Nach der Rspr. ist die Majorisierung erst dann rechtsmissbräuchlich, wenn bestimmte weitere Umstände hinzutreten, aus denen sich ergibt, dass die Stimmabgabe für den bestellten Verwalter gegen die Grundsätze ordnungsmäßiger Verwaltung und gegen die Pflicht zur Rücksichtnahme auf die Interessen der Gemeinschaft verstößt. Ob solche Umstände vorliegen, ist bei einer Majorisierung durch den Mehrheitseigentümer besonders kritisch zu prüfen;[75] das gilt erst recht in der Konstellation der Zweiergemeinschaft, bei der ein Miteigentümer die Stimmenmehrheit hat.[76] So wurde beispielsweise ein Beschluss für ungültig erklärt, mit dem der Mehrheitseigentümer gegen die Stimme des einzigen Miteigentümers seine Tochter, die keine einschlägige Berufserfahrung besaß, für fünf Jahre zur Verwalterin bestellte;[77] oder mit dem der Mehrheitseigentümer, "der entschlossen ist, die Geschicke der Wohnungseigentümergemeinschaft allein nach seinem Gutdünken zu bestimmten", seine Ehefrau zur Verwalterin wählte;[78] oder wenn dem Mehrheitseigentümer die Neutralität fehlte, weil er an zahlreichen, auch gerichtlich ausgetragenen Streitigkeiten mit einem Miteigentümer ausländischer Herkunft beteiligt war.[79] Ist die Stimmabgabe so offensichtlich rechtsmissbräuchlich, dass der Ausgang eines gerichtlichen Verfahrens nicht abgewartet werden kann, ist sie bei der Feststellung des Beschlussergebnisses nicht zu berücksichtigen.[80] Das ist aber reine Theorie, denn der Mehrheitseigentümer wird schon dafür sorgen, dass der Bestellungsbeschluss unter Berücksichtigung seiner Stimmen festgestellt wird. Zudem ist die Rechtskonstruktion des Stimmrechtsmissbrauchs prinzipiell verfehlt (auch → § 7 Rdn 119). Der Rechtsschutz der überstimmten Minderheit erfolgt im Wege der Anfechtungsklage.[81]
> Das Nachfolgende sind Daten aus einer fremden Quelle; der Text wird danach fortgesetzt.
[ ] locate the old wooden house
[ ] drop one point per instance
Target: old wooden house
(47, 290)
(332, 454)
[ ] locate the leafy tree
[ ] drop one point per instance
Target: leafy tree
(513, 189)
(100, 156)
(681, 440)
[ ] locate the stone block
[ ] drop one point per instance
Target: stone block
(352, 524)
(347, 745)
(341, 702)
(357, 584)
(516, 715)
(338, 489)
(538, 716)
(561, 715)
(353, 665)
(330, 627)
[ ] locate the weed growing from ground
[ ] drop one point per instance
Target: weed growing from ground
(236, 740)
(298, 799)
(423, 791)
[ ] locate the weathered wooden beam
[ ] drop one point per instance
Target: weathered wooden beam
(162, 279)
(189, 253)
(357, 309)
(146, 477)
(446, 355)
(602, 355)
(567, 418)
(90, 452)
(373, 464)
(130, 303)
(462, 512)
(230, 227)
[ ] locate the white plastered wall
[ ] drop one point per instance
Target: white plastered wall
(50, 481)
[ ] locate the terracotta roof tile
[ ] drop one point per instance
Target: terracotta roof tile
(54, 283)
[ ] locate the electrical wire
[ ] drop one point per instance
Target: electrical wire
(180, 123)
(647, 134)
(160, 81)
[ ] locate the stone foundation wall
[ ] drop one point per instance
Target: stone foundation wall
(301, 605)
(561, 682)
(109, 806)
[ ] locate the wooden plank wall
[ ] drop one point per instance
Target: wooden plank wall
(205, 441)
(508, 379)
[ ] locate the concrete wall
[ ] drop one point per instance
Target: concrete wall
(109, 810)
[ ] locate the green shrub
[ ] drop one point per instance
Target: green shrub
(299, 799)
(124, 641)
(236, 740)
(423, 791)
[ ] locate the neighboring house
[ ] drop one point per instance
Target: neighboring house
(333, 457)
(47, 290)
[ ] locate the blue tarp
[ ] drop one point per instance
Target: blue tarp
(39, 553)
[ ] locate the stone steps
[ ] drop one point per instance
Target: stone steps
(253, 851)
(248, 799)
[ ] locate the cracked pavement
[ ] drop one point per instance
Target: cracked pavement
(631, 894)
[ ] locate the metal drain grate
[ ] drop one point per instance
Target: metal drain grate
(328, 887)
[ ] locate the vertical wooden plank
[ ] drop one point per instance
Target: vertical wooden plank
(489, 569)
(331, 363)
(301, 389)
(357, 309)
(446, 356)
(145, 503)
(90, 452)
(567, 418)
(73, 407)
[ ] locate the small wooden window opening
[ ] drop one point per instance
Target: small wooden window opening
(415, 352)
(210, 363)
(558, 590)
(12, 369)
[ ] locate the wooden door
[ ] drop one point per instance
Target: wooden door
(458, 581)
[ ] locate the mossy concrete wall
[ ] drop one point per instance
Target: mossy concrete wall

[76] LG Karlsruhe v. 4.11.2014 – 5 S 107/13, ZWE 2015, 187.
[77] AG Hannover v. 6.5.2014 – 483 C 12045/13, ZMR 2014, 829.
[78] LG Karlsruhe v. 4.11.2014 – 5 S 107/13, ZWE 2015, 187.
[81] So tendenziell auch BGH v. 14.7.2017 – V ZR 290/16, ZMR 2017, 906 Rn 19. Ausf. BeckOGK WEG/Greiner, § 26 Rn 111.